As part of the agreement, all of the “museum-quality” artifacts and some of the research collection will return to Peru, to be housed in a $5 million museum and research center set to open in 2009. A portion of the materials will remain at Yale for ongoing research, and the University will continue to study the artifacts with Peruvian archaeologists, said Peruvian Housing Minister Hernan Garrido-Lecca, who led the Peruvian delegation to New Haven.

The agreement to the long-standing dispute was reached after 14 hours of negotiations at Yale on Friday, Garrido-Lecca said. The delegation met Friday with University officials including President Richard Levin, General Counsel Dorothy Robinson, and Peabody Museum Director Michael Donoghue.

Yale and Peru are planning an exhibition of the Machu Picchu artifacts that will travel internationally before returning to Cuzco, Peru, for the new museum’s opening in 2009.

University and Peruvian officials said they hope the agreement will set an example for how similar disputes might be handled in the future.
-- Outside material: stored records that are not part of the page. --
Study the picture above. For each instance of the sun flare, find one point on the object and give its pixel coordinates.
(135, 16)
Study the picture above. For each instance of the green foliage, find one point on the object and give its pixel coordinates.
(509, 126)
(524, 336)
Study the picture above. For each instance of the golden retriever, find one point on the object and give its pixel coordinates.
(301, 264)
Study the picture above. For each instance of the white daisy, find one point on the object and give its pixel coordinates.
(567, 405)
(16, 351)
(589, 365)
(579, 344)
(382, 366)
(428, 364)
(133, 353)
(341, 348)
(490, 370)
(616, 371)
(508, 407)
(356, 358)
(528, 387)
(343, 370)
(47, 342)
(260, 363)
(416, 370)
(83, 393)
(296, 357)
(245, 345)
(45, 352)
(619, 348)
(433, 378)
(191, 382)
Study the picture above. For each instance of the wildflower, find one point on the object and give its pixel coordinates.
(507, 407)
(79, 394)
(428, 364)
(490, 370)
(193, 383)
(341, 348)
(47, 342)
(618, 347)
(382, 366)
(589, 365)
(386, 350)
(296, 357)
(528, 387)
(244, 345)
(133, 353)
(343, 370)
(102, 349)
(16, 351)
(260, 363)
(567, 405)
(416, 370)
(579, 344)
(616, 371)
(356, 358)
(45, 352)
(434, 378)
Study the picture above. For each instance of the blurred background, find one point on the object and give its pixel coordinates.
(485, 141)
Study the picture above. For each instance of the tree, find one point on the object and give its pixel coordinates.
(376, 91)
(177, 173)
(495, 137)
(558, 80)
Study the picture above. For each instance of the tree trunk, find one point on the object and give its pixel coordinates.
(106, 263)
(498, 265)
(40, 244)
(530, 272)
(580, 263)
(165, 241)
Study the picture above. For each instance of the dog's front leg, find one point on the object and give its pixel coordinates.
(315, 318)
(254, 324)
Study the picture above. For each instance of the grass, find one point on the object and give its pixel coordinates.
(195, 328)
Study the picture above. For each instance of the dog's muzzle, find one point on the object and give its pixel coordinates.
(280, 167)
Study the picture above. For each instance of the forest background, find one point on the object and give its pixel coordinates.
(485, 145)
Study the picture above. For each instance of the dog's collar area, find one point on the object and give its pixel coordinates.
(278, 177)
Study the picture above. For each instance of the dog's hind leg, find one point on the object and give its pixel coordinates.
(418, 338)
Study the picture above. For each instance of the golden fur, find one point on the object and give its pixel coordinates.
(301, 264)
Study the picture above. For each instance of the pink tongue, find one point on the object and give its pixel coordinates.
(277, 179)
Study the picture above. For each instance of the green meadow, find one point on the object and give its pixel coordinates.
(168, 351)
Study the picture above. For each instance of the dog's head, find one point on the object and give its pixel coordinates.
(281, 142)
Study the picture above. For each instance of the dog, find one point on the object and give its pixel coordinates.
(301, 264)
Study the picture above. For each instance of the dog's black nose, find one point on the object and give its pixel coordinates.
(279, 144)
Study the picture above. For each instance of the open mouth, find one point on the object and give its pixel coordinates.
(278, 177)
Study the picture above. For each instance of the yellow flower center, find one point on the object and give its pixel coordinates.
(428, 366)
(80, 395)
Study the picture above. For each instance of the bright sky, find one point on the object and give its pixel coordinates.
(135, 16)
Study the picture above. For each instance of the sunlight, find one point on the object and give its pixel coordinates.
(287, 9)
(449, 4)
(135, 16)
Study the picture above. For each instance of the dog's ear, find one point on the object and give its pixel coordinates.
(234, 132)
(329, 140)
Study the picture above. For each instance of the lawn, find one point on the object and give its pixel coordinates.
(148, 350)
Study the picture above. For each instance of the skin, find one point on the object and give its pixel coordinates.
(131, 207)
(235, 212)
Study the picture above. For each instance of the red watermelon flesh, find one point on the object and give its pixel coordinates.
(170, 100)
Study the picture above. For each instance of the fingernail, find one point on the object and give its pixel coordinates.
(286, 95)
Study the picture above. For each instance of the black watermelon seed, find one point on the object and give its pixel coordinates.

“This understanding represents a new model of international cooperation providing for the collaborative stewardship of cultural and natural treasures,” Yale and Peru said in a joint statement released Friday night.

Garrido-Lecca said he is pleased that Yale and Peru will continue to work together — both at the University and in Peru — to research the 15th-century culture of Machu Picchu.

“It’s in our own interest to have such fine institutions as Yale University and the Peabody Museum and many others, hopefully, interested in carrying out research on our objects,” Garrido-Lecca said at a meeting with Yale students Saturday morning. “It would be foolish on our part not to take advantage of this interest.”

Garrido-Lecca said that during talks yesterday he showed artifact curator and Yale professor Richard Burger a catalog of 10,000 Inca artifacts currently held in Peru. Garrido-Lecca offered to send these artifacts — including bones, ceramics, metal pieces and textiles — to Yale for study at the University.

“You should have seen Richard Burger’s face when I gave him 10,000 pieces,” Garrido-Lecca said. “It was like a kid looking at a toy.”

Yale scholar Hiram Bingham III is credited with rediscovering the lost civilization of Machu Picchu. He traveled to conduct excavations at the site three times between 1911 and 1915, and he sent many of the artifacts back to Yale for study.

Garrido-Lecca said the official agreement between Yale and Peru will be signed within 60 days.